Chapter 7: Beyond Prophecy: Finding Peace in Life's Beautiful Uncertainty
Years pass, and the Death Lady's predictions continue to crumble under the weight of lived experience. Timmy Binici, the boy predicted to drown at seven, does fall into the ocean during a school excursion—but his mother's obsessive swimming lessons save his life. He surfaces gasping but alive, his near-drowning transformed into triumph through preparation and skill rather than supernatural intervention. Paula's notebooks full of "Timmy will not drown" become prophecies of protection rather than futile denial. Cherry finds peace in her small Tasmanian home, tutoring her neighbor's granddaughter in mathematics and slowly rebuilding her life from the ashes of grief. She keeps Ned's notebooks by her bedside, reading his daily gratitudes and remembering their love. The actuarial tables that once defined her career have given way to something more precious—the unpredictable mathematics of human connection and the courage to live without knowing what comes next. The passengers who survived their predicted deaths discover that living under a death sentence has taught them to value life more deeply. Eve and Dom overcome their financial struggles and strengthen their marriage, learning that love grows stronger when tested by uncertainty. Allegra pursues her dream of becoming a pilot, no longer held back by fear of an uncertain future. The Facebook group evolves from a support network for the terrified into a celebration of survival, each birthday beyond their predicted deaths marked as a victory over fate. Some passengers maintain that Cherry possessed genuine psychic abilities that saved their lives by forcing early medical intervention or lifestyle changes. Others dismiss the entire episode as coincidence and mass hysteria. Cherry herself remains uncertain about what happened on that flight, but the question haunts her less than it once did.
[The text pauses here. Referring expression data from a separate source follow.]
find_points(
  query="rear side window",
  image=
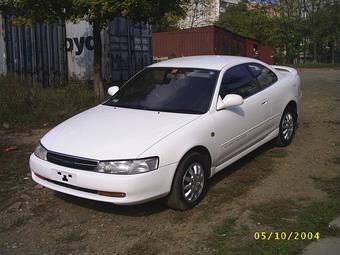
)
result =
(238, 80)
(263, 75)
She has learned that uncertainty is not the enemy of peace but its prerequisite, and in a world where the future cannot be known, the present moment becomes infinitely precious.
Summary
The Death Lady's predictions ultimately reveal more about the human need for certainty than about the nature of fate itself. Cherry Lockwood's breakdown on a delayed flight transforms a group of strangers into reluctant believers in predestination, forcing them to confront their mortality and examine what truly matters in their limited time. Some passengers find the courage to change their lives, others discover strength they never knew they possessed, and all learn that living under a death sentence paradoxically makes life more vivid and meaningful. As the predictions fail one by one, the passengers realize that Cherry's greatest gift was not prophecy but perspective. Her impossible claims forced them to stop taking tomorrow for granted, to have difficult conversations, to prioritize love over fear. The Death Lady, in her grief-stricken delusion, had accidentally taught them how to live fully in whatever time they have. The future remains beautifully, terrifyingly unknowable—and that uncertainty, rather than being humanity's curse, proves to be its greatest blessing.
Best Quote
“Everyone loves a particular version of you, and when that person is gone, that version goes with them.” ― Liane Moriarty, Here One Moment
Review Summary
Strengths: The book features witty observations about human behavior in airports and airplanes, and the narrative structure includes engaging character development, particularly for Allegra, her mom, Leo, Neve, Sue, and Max. The story ultimately comes together well by the denouement, offering satisfying and heartwarming conclusions for some character arcs. Weaknesses: The pacing is criticized, with the narrative feeling like rambling at times, particularly in Cherry's chapters. The book's length is seen as excessive, and the frequent focus on Cherry's backstory detracts from the main plot, leading to a desire to skim through her sections. Overall: The reader finds the book moderately engaging, with a compelling premise that falters due to pacing issues and excessive focus on certain characters. The book is recommended with reservations, reflected in a 3.5-star rating.